Untuk itu, KBIH An Namiroh Darul Arqam Garut, ingin memberikan tips anjuran yang perlu direnungkan sebagai bahan pendamping dalam melaksanakan ibadah haji. Dengan harapan mudah-mudahan menjadi haji mabrur itu tidak hanya dalam angan-angan dan ucapan, akan tetapi mewujud dalam kehidupan keseharian kita.

Berikut ini sebelas (11) kiat sukses untuk meraih kemabruran :

1. Meluruskan NIAT

Orang yang melaksanakan ibadah haji memiliki motif dan niat yang beragam, mulai dari yang merasa malu jika belum haji, ada yang hanya menunaikan wasiat orang tua, ada yang sekedar melanjutkan tradisi keluarga, ada yang ingin lebih berpengaruh di lingkungannya hingga ada juga yang sekedar mengharap kekayaannya lebih banyak lagi..dll.. Motif dan niat itu sah-sah saja meski sangat berpengaruh terhadap nilai kemabrurannya,
Niat ibadah haji yang lurus ialag orang yang melaksanakan ibadah haji hanya semata karena Allah, meyakini akan panggilan-NYA, hanya memenuhi kewajiban sesua perintah-NYA dan tiada harapan kecuali hanya keridloan-NYA.

2. Menumbuhkan Rasa SYUKUR

Tidak setiap orang mampu dan terpanggil untuk melaksanakan ibadah haji, mereka yang secara dzohir telah berniat dan bersiap-siap pun dapat saja terhalang. Oleh karenanya mereka yang sudah ditakdirkan dapat melaksanakannya semestinya senantiasa bersyukur kepada Allah SWT. Bersyukur bahwa panggilan yang ditunggu ini telah tiba, semua syaratnya telah terpenuhi dan kini sedang berjalan menuju Baitullah.

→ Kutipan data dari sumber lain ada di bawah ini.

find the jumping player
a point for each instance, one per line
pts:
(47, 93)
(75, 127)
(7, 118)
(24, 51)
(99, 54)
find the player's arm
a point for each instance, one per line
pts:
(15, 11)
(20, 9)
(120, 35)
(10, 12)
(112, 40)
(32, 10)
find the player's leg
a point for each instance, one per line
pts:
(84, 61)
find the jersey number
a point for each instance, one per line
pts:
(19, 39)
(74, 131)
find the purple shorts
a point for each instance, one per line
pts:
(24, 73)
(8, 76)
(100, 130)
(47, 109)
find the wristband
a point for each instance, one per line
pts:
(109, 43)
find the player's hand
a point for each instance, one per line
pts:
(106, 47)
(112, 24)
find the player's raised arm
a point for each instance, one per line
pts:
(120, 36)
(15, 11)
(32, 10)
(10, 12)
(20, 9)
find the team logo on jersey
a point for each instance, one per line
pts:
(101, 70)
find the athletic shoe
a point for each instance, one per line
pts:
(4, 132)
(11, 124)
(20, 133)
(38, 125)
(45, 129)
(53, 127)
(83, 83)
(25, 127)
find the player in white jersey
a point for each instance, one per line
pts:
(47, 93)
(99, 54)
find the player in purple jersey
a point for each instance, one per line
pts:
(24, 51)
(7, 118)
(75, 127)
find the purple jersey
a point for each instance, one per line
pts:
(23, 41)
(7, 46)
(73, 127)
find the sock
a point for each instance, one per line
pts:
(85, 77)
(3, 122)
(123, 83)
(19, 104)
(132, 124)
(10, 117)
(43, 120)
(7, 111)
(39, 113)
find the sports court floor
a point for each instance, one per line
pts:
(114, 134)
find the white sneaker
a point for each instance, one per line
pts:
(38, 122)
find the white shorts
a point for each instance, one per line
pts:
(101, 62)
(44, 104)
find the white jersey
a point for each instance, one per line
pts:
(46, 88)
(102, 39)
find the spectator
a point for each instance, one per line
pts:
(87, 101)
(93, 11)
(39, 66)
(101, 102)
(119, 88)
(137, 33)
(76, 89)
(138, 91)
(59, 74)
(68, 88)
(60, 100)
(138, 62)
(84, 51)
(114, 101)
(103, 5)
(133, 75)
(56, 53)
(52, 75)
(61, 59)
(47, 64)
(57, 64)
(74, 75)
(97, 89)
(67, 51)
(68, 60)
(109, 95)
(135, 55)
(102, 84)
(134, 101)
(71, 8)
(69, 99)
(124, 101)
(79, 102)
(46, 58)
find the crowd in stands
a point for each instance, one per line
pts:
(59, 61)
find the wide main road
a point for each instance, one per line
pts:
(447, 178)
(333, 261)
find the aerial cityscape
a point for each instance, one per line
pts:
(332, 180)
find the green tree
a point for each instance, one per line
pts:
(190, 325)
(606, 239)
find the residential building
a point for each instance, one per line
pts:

Sikap bersyukur akan menjadikan nikmatnya akan semakin bertambah, akan menjauhkan dari azab, akan disayang Allah dan terhindar dari sifat-sifat kufur (ingkar). Nabi Ibrahim a.s sebagai peletak ketauhidan kepada Allah dan yang memproyeksikan ibadah haji adalah seorang hamba Allah yang bersyukur. “Syaakiron lian’umihi Ijtabaahu wa hadaahu ilaa shirotin mustaqiim” : Dia (Ibrahim) orang yang bersyukur terhadap nikmat-nikmat Tuhannya, lalu Allah mengabulkan segala permohonannya dan menunjukinya ke jalan yang lurus.

(QS. An Nahl : 121)

3. Menyertakan SABAR

Dibanding ibadah mahdloh lainnya, ibadah haji relative lebih berat, karena berhubungan dengan seluruh aspek : Fisik, mental, bekal, ilmu, dll. Ditambah perjalanannya sangat jauh dan penuh dinamika – tidak aneh kalau ada orang yang menyebutkan bahwa ibadah haji sebagai ibadah perjuangan. Kesabaran merupakan modal utama dalam perjuangan, jika tidak, maka ibadah haji akan terasa sebagai siksaan yang memberatkan. Jema’ah yang kurang sabar biasanya selalu berkeluh kesah, banyak protes, dan akhirnya dia tidak mampu menikmati rangkaian ibadah, wajahnya kelihatan kusut,cemberut, berkerut dahi. Dan tindakan semua orang akan selalu disalahkannya. Washbir nafsaka ma’alladziina yad’uuna robbahum bilghodati wal’asyiyyi yuridu zinatallahi : Bershabarlah dirimu bersama orang-orang yang memohon kepada Tuhan mereka di waktu pagi dan siang karena mengharap perhiasan dari Allah.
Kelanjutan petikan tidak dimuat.